Conf42 Chaos Engineering 2021 - Online

One year of SRE failures

Video size:

Abstract

Last year we pitched SRE to our management team and got the OK to get cracking. We’ve achieved a lot, but failed even more. This talk is a front-row seat to a blameless postmortem on the first year of SRE at bol.com, the largest online retailer in The Netherlands and Belgium.

Getting SRE right is hard. We tried in 2017, we failed. We tried in 2019, we failed. We picked ourselves up, dusted off, took the learnings and tried again in 2020. This time we’re here to stay. bol.com is the largest online retailing platform in the Netherlands and Belgium. We have about 10 million active daily users and innovate with about 700 software engineers.
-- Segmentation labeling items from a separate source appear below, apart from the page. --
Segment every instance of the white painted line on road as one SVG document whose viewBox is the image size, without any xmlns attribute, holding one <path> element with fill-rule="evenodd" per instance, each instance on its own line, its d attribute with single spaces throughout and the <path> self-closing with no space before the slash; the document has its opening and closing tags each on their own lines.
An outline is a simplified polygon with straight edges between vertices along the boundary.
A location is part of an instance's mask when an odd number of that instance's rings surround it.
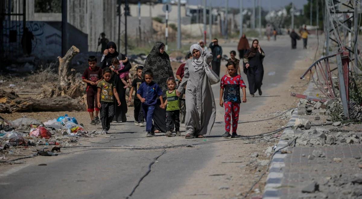
<svg viewBox="0 0 362 199">
<path fill-rule="evenodd" d="M 7 171 L 5 171 L 5 172 L 2 173 L 0 173 L 0 177 L 1 176 L 7 176 L 10 175 L 11 175 L 16 172 L 18 171 L 19 170 L 22 169 L 27 166 L 30 166 L 32 164 L 25 164 L 19 166 L 17 166 L 14 168 L 12 168 Z"/>
</svg>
This is the story of a scrappy team of Site Reliability Engineers trying to shift a large enterprise (about 3000 employees) to think SRE. Our successes, but far more interestingly, our failures and learnings.

Summary

  • Sre@ball. com is a large online retailing platform in the Netherlands and Belgium. We've been experimenting with SRE for about the last two years now. In this presentation, I want to go into our learning so far.
  • Bolocom's journey to SRE kind of started in 2009 when we had our agile transformation. With that migration, we also started to move towards a product driven organization. In 2020, Bolocom started with a dedicated, full time SRE team.
  • Bolcom's SRE team helps develop the tooling and the practices to enable all other teams to find this balance between reliability and innovation in the right way. SRE really is a way to get DevOps right.
  • So yeah, that doesn't come quickly and you really need to engage with all the levels of the organization. It's really important to celebrate your successes, otherwise you're not going to have the stamina to ride it out to actual success. Have lots of fun with 42 chaos engineering and I'm looking forward to any kind of questions.

Transcript

This transcript was autogenerated. To make changes, submit a PR.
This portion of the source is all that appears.